Selon lui, la vie politique peut être source de désillusion pour de jeunes députés. «Ils ont plein d’espoirs en entrant au Parlement, dit-il. Ils peuvent être déçus. Parfois un monde s’écroule devant eux.»
Le doctorant insiste sur le préjugé qu’ont bien des citoyens, qui pensent que les députés disposent d’une marge de manœuvre très large. «On croit qu’ils peuvent s’investir dans tous les domaines, qu’ils ont parfois un pouvoir coercitif, souligne-t-il. La réalité est tout autre, surtout dans les systèmes majoritaires, comme au Québec, où il y a peu de place pour que les députés de l’opposition fasse valoir leurs points de vue. Dans l’opposition comme au pouvoir, les jeunes députées et députés sont comme mis de côté dans les dynamiques intracaucus, d’où un sentiment d’inutilité.»

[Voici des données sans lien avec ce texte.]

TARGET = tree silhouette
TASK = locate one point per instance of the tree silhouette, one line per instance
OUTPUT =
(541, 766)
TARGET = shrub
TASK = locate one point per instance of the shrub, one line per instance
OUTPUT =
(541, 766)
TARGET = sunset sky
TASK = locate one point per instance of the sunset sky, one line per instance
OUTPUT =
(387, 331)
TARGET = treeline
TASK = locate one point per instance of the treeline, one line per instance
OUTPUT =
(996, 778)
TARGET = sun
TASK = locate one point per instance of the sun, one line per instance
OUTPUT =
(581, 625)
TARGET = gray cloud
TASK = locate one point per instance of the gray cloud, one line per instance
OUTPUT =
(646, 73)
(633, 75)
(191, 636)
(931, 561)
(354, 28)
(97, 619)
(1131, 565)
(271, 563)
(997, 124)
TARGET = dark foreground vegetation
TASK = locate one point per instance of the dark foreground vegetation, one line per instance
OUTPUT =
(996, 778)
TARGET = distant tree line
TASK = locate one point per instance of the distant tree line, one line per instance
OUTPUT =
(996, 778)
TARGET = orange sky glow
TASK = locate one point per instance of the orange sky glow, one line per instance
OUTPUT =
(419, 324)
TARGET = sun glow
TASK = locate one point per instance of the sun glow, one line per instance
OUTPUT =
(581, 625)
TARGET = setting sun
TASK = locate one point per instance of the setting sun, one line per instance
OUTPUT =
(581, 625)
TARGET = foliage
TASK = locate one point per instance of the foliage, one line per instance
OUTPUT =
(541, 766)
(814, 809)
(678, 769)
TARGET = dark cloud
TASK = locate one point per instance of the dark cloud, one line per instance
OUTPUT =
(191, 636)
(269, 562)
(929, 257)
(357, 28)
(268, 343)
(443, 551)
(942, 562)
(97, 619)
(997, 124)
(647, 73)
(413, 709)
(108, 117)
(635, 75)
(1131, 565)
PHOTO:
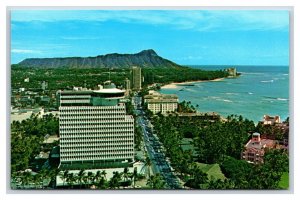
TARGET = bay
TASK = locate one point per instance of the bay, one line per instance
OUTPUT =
(259, 90)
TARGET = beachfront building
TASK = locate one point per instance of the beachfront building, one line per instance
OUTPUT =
(163, 103)
(136, 78)
(231, 71)
(256, 147)
(95, 132)
(271, 120)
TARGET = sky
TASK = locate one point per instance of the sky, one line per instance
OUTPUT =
(186, 37)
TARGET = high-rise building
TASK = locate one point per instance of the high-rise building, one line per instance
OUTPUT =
(95, 132)
(136, 78)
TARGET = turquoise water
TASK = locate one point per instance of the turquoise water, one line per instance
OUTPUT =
(259, 90)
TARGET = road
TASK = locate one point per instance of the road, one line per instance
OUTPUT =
(155, 150)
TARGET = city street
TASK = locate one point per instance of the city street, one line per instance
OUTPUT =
(155, 150)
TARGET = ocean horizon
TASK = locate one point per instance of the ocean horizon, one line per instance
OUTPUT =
(258, 91)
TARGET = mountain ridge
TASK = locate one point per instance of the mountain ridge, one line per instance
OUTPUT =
(145, 58)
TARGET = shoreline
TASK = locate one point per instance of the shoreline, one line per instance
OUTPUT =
(176, 84)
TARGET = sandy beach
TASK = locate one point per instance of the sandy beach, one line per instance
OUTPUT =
(175, 85)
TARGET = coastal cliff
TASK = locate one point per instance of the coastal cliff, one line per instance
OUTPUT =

Une thèse sur le contrôle parlementaire des finances publiques
La soutenance de la thèse d’Anthony Weber est prévue cet été. Sa recherche porte sur le contrôle parlementaire des finances publiques dans une perspective comparée entre l’Assemblée nationale du Québec, l’Assemblée nationale de la France et la Chambre des députés du Luxembourg.
Dans sa recherche doctorale, il dresse une typologie des rôles parlementaires.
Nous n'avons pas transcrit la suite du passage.